In some embodiments, for at least some types of alerts, the processor is configured to relay the alert to a security analyst in the event that the condition(s) are not satisfied.

In some embodiments, processor 46 is configured to update a condition in playbook 44 in response to feedback from a user 30. For example, if the user reports that a non-malicious file was erroneously quarantined by the processor, the processor may decrease the threshold on the measure of pervasiveness such that, in the future, even less pervasive files are not quarantined.

In general, processor 46 may be embodied as a single processor, or as a cooperatively networked or clustered set of processors. The functionality of processor 46 may be implemented solely in hardware, e.g., using one or more fixed-function or general-purpose integrated circuits, Application-Specific Integrated Circuits (ASICs), and/or Field-Programmable Gate Arrays (FPGAs). Alternatively, this functionality may be implemented at least partly in software. For example, processor 46 may be embodied as a programmed processor comprising, for example, a central processing unit (CPU) and/or a Graphics Processing Unit (GPU). Program code, including software programs, and/or data may be loaded for execution and processing by the CPU and/or GPU. The program code and/or data may be downloaded to the processor in electronic form, over a network, for example. Alternatively or additionally, the program code and/or data may be provided and/or stored on non-transitory tangible media, such as magnetic, optical, or electronic memory. Such program code and/or data, when provided to the processor, produce a machine or special-purpose computer, configured to perform the tasks described herein.

Reference is now additionally made to FIG. 2, which is a flow diagram for a method 56 for performing a security action, which is executed by processor 46 in accordance with some embodiments of the present invention.

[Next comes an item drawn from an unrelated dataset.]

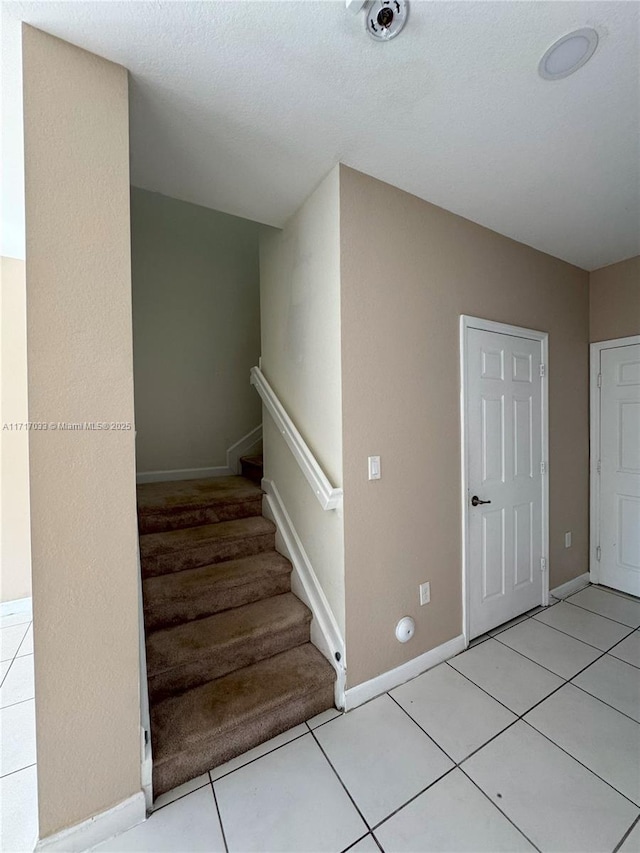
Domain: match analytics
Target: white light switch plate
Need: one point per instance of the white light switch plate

At an alert-receiving step 58, the processor receives an alert specifying a possible cybersecurity compromise on computer network 22 and at least one entity associated with the possible cybersecurity compromise. In response to receiving the alert, the processor, at a lookup step 60, looks up, in playbook 44, the security action specified for this type of alert, along with the associated condition on a property of the entity. The processor then queries database 38 for the property of the entity at a querying step 62, i.e., the processor submits a query and receives a response to the query. Subsequently, at a checking step 64, the processor checks, based on the data contained in the response, whether the condition is satisfied. If yes, the processor performs the security action at an action-performing step 68. Otherwise, the processor relays the alert to a security analyst at a relaying step 66.

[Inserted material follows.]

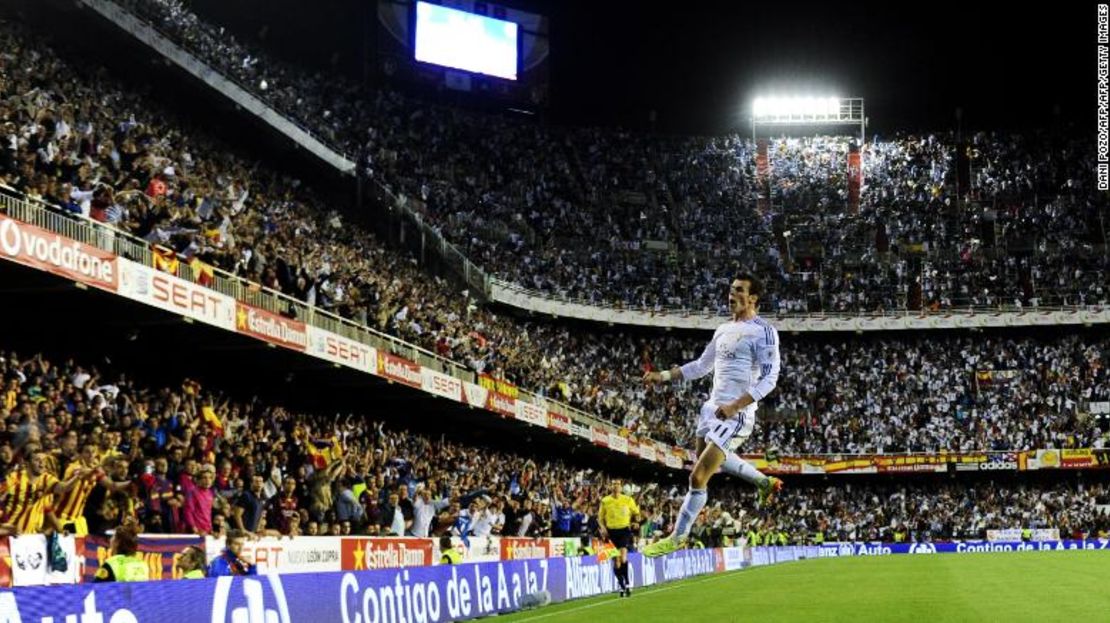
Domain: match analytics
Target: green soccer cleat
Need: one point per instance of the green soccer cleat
(767, 491)
(665, 545)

It will be appreciated by persons skilled in the art that the present invention is not limited to what has been particularly shown and described hereinabove. Rather, the scope of the present invention includes both combinations and subcombinations of the various features described hereinabove, as well as variations and modifications thereof that are not in the prior art, which would occur to persons skilled in the art upon reading the foregoing description.